He held his light beam fixed on the ridged and furrowed section of the wall and stepped forward closer, targeting the beam on one particular spot. He pointed at the area, the light wavering slightly as if the sergeant’s hand was trembling.

“Tell me that’s not a fucking hand.”

Banks stepped up alongside the sergeant and added his own light to the area. He had to agree with the sergeant’s assessment. It looked like a hand, a heavily lined palm and five stubby fingers hewn in rock rather than flesh and more than twice the size of a normal man’s hand. And now that he’d seen it, he stepped back, moved the light slightly to one sight, and saw the rest of a wrist, arm, and shoulder.

“There’s more,” Wilkins said quietly from their back. “Come back here; once you see it, you can see the whole thing.”

The two men stepped back to Wilkins’ position and all three of them shone their beams on the far wall.

There were four distinct figures in the stone, crowded together as if they had all crawled up into the rock and fallen asleep in a huddle, and Banks couldn’t say whether they were carved by some crazed sculptor or were once living creatures, now somehow embedded in the rock. Three of them looked to be truly ancient, scarred and riven by time, cracked and run through with pencil-thick fault lines where pale moss and lichen clung precariously to life.

The fourth and by far the largest of the figures was different again. It was the one they’d seen the hand of and by contrast, it looked to have been put into the rock far more recently.
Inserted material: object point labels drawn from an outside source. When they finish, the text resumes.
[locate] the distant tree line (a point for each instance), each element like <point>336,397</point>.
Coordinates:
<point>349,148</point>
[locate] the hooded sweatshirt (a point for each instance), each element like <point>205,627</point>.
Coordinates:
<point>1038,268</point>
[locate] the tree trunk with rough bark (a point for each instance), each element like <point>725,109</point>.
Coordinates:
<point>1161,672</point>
Banks saw a shinier patch of rock reflecting light back from his beam and stepped forward again for a closer look. A large part of the leg, from thigh to ankle, of one of the older figures had been chiseled away — up close, you could see the tool marks. He remembered his reading of the journal.
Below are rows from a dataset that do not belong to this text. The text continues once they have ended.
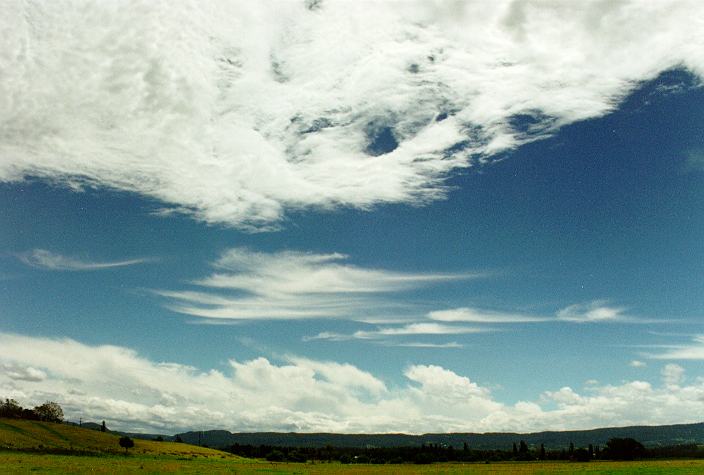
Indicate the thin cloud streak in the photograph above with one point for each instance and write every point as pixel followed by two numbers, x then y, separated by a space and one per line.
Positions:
pixel 43 259
pixel 692 351
pixel 400 331
pixel 249 285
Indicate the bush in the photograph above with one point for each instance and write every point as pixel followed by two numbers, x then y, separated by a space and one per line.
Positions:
pixel 50 411
pixel 275 456
pixel 126 443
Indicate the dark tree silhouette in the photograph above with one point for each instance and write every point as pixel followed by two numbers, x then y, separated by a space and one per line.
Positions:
pixel 10 408
pixel 126 443
pixel 50 411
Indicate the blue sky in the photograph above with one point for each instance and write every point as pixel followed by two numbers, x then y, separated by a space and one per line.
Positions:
pixel 532 261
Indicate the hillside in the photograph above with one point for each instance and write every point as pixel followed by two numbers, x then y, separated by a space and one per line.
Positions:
pixel 18 434
pixel 650 436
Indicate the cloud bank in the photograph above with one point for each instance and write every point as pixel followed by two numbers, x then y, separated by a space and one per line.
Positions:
pixel 234 112
pixel 133 393
pixel 44 259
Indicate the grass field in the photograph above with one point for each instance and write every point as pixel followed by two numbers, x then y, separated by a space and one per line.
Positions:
pixel 22 443
pixel 17 434
pixel 25 463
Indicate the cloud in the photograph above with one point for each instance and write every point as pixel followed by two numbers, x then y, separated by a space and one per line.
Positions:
pixel 294 285
pixel 597 311
pixel 672 374
pixel 235 112
pixel 473 315
pixel 44 259
pixel 21 373
pixel 692 351
pixel 387 335
pixel 117 384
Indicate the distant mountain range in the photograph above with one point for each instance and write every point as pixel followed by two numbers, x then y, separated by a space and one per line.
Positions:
pixel 650 436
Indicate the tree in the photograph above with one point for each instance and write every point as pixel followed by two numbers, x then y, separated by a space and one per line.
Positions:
pixel 126 443
pixel 50 412
pixel 522 447
pixel 10 408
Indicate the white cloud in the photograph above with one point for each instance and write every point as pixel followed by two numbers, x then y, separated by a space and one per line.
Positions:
pixel 594 312
pixel 672 374
pixel 22 373
pixel 133 393
pixel 473 315
pixel 386 334
pixel 234 112
pixel 294 285
pixel 48 260
pixel 691 351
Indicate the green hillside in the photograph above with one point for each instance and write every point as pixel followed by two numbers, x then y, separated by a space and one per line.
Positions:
pixel 18 434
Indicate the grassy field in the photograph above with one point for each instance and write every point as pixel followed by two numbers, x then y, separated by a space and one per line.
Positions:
pixel 16 434
pixel 22 443
pixel 26 463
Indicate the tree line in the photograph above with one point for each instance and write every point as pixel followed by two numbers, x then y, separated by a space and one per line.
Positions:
pixel 614 449
pixel 49 411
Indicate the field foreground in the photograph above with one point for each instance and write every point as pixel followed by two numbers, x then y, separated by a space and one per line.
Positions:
pixel 15 462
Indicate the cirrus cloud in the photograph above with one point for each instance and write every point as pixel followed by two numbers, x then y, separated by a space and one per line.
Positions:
pixel 234 112
pixel 44 259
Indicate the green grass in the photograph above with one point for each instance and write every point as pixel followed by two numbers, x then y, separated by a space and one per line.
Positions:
pixel 23 447
pixel 23 435
pixel 17 462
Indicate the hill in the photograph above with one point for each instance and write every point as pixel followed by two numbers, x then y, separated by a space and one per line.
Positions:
pixel 650 436
pixel 18 434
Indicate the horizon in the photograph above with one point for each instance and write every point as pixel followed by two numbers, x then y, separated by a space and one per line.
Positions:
pixel 302 217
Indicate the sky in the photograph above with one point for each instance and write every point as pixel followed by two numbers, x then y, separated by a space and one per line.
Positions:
pixel 299 216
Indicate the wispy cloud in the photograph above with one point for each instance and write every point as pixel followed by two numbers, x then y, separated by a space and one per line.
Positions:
pixel 447 322
pixel 295 285
pixel 474 315
pixel 300 394
pixel 234 112
pixel 44 259
pixel 690 351
pixel 414 329
pixel 598 311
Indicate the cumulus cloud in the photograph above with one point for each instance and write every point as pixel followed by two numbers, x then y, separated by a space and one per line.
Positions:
pixel 291 285
pixel 234 112
pixel 44 259
pixel 133 393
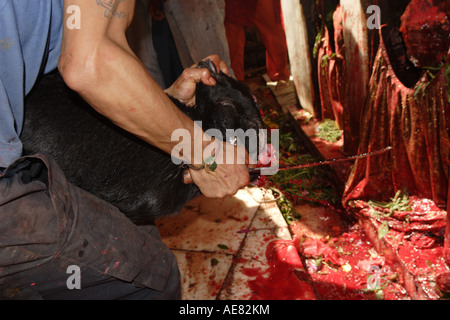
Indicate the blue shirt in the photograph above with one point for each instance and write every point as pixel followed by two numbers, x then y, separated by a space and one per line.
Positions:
pixel 30 44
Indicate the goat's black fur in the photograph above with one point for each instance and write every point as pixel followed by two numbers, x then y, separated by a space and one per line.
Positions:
pixel 114 165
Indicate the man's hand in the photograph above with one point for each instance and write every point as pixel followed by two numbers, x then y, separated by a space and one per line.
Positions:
pixel 230 175
pixel 183 89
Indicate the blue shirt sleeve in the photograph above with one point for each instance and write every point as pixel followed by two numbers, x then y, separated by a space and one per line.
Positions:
pixel 30 44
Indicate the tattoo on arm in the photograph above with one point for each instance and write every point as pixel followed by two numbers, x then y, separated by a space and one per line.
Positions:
pixel 111 8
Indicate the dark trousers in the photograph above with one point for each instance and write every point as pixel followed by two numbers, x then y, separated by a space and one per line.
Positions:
pixel 60 242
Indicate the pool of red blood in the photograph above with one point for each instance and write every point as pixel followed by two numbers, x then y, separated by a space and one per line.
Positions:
pixel 343 266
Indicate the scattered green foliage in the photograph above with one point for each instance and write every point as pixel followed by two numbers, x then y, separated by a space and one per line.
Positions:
pixel 286 207
pixel 400 202
pixel 383 230
pixel 329 131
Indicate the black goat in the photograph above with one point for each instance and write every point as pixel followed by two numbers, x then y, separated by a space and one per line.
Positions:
pixel 99 157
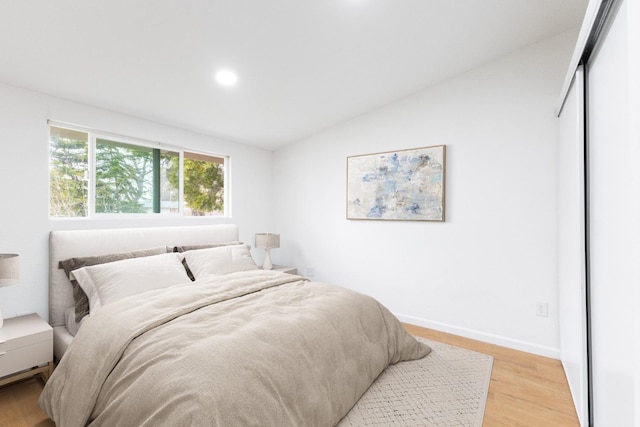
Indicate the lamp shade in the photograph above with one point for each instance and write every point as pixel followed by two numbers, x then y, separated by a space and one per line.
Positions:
pixel 9 269
pixel 267 240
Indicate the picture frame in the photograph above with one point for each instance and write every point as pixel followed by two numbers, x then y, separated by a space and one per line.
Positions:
pixel 400 185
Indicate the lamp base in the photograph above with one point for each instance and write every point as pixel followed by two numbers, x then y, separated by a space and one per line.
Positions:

“Fucking specimens and samples,” he muttered.

“What’s that, Cap?” Hynd said.

Banks turned to the sergeant.

“This is where their troubles all started. They should have left well enough alone. Break out the C4, Sarge. We’ve got some sanitizing to do.”

* * *

They set charges both inside the main cavern and in the corridor that led to the outside then Banks had the three of them retreat almost a third of the way back down the slope, stopping under a slight overhang that should give them shelter from any falling debris.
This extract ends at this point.